Beyond expanding their geographic reach, the six new GTOs contained two significant changes from the original Manhattan and Miami-Dade GTOs. First, the earlier GTOs defined “cash” transactions to include money orders, cashier’s checks, certified checks, and traveler’s checks. The newly-issued GTOs also applied to personal and business checks, thereby expanding the types of transactions that will be subject to enhanced reporting. Notably, however, none of the GTOs apply to real estate transactions conducted solely using wire transfers, an area that FinCEN currently lacks authority to regulate. Critics of the real estate GTOs pointed out that money launderers could exploit this gap in the regulatory scheme by using wire transfers from offshore banks to finance their luxury real estate purchases. Second, the new GTOs applied to all U.S. title insurance companies, instead of the few title companies originally selected.

Implications of FinCEN’s Renewal of the Six Real Estate GTOs

Today’s action by FinCEN to extend the six real estate GTOs for an additional six months is not surprising and confirms that FinCEN remains concerned about the risk of money laundering when individuals attempt to purchase high-end real estate in all-cash deals through limited liability companies or similar structures. In a press release issued today, FinCEN revealed that approximately 30 percent of the transactions covered by the GTOs involved a beneficial owner or purchaser representative that is also the subject of a previously-filed “suspicious activity report,” thereby corroborating FinCEN’s long-expressed concerns about the use of shell companies to buy luxury real estate in all-cash deals.

Title insurance companies handling transactions occurring in the six geographic regions covered by the latest GTOs, and their employees and agents, must be familiar with the obligations imposed by these latest GTOs. Title insurance companies should have training programs in place so that they are prepared to address these ongoing compliance obligations. Companies that fail to comply with the reporting and record-keeping requirements of these GTOs, and their employees, may face civil or criminal penalties.
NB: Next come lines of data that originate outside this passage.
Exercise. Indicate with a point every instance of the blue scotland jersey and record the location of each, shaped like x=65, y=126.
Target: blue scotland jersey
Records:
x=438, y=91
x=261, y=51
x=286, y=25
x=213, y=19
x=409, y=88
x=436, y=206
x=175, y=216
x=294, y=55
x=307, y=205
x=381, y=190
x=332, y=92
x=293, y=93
It will be interesting to see whether FinCEN will make permanent the temporary measures imposed by these GTOs through regulations. With a new administration in place committed to rolling back regulations, it is entirely possible that the GTOs may eventually expire without further regulatory action. On the other hand, the GTOs appear to have produced valuable information for law enforcement, and that result may prompt FinCEN to implement these anti-money laundering measures on a permanent basis.
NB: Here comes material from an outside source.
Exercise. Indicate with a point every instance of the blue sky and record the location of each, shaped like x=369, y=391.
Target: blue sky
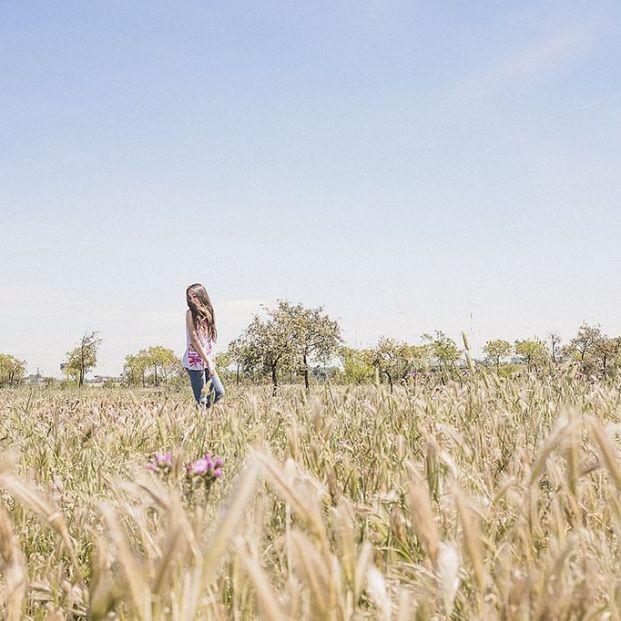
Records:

[1] The New York thresholds are as follows: the Borough of Manhattan – $3,000,000; the Borough of Brooklyn – $1,500,000; the Borough of Queens – $1,500,000; the Borough of Bronx – $1,500,000; and the Borough of Staten Island – $1,500,000. The Florida thresholds are as follows: Miami-Dade County – $1,000,000; Broward County – $1,000,000; Palm Beach County – $1,000,000. The California thresholds are as follows: San Diego County – $2,000,000; Los Angeles County – $2,000,000; San Francisco County – $2,000,000; San Mateo County – $2,000,000; Santa Clara County – $2,000,000. The Texas threshold is as follows: Bexar County – $500,000.